There are plenty of good reasons to choose one bank over another to house your savings or serve as your checking account -- competitive interest rates, convenient locations, and easy ATM access, to name a few. But in a recent study by The Ascent, customers were asked to rank the bank features they regarded as most important. And overall, respondents agreed that quality of banking customer service was the top benefit they're after.

What constitutes good customer service in banking?

Solid customer service from a bank doesn't just mean having friendly representatives who answer the phone. It also means having the ability to solve problems and improve customers' experience.

Here are a few signs that your bank may be sorely lacking in the customer service department:

  • It's difficult to speak to a live person
  • It's tricky to find customer service phone numbers on your bank's website
  • There's a long wait time to speak to a representative
  • Customer service representatives can rarely solve your problem in one phone call
  • The customer service team doesn't follow up on issues despite promising to do so
  • They don't have proper escalation procedures if you need to speak to a manager or higher-up to deal with an emergency

Of course, the people you speak to (whether over the phone or in person) about banking issues should absolutely treat you with respect and have a pleasant demeanor. But to a degree, that's not enough.

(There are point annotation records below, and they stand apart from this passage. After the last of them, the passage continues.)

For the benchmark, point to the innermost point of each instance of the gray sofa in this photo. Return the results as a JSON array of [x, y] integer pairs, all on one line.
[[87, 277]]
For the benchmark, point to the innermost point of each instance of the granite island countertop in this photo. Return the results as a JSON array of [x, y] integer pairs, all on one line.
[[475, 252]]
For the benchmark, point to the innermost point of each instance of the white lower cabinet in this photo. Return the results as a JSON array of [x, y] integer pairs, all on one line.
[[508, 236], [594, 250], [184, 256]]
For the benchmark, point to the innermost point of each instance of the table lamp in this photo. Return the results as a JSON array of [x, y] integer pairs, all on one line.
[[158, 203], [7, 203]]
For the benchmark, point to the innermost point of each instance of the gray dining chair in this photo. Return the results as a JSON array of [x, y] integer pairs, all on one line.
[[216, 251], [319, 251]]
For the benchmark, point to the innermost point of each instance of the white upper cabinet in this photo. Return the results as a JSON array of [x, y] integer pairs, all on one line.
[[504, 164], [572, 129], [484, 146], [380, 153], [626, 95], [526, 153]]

Say you attempt to withdraw money from your checking account one day only to find that there's a freeze on your account and you can't access your funds. A bank account can be frozen under specific circumstances, such as when you owe the IRS back taxes you haven't paid. But if you know you're not delinquent on any federal debts and there are no court judgments against you, then seeing your account frozen will come as a shock. And it could easily happen in error -- say, if you have the same name as someone whose account is legitimately tagged for a freeze.

In that scenario, sure, you'll want a friendly customer service representative to speak to. But more so than that, you'll want someone who manages to get you access to your money immediately. And if your bank can only achieve the former, and not the latter, then it may be time to think about a switch.

Don't settle for poor service

Given the number of banks you have to choose from, there's really no reason to settle for anything other than solid customer service. If you're unhappy with this aspect of your bank, it may be time to look at moving your money elsewhere. This especially holds true if there's another bank that's more conveniently located to where you live or work, or that's offering other perks, like higher interest rates on savings and no minimum balance on checking accounts. Don't hesitate to shop around for a bank that better suits your needs -- even if you've had the same account for as long as you can remember.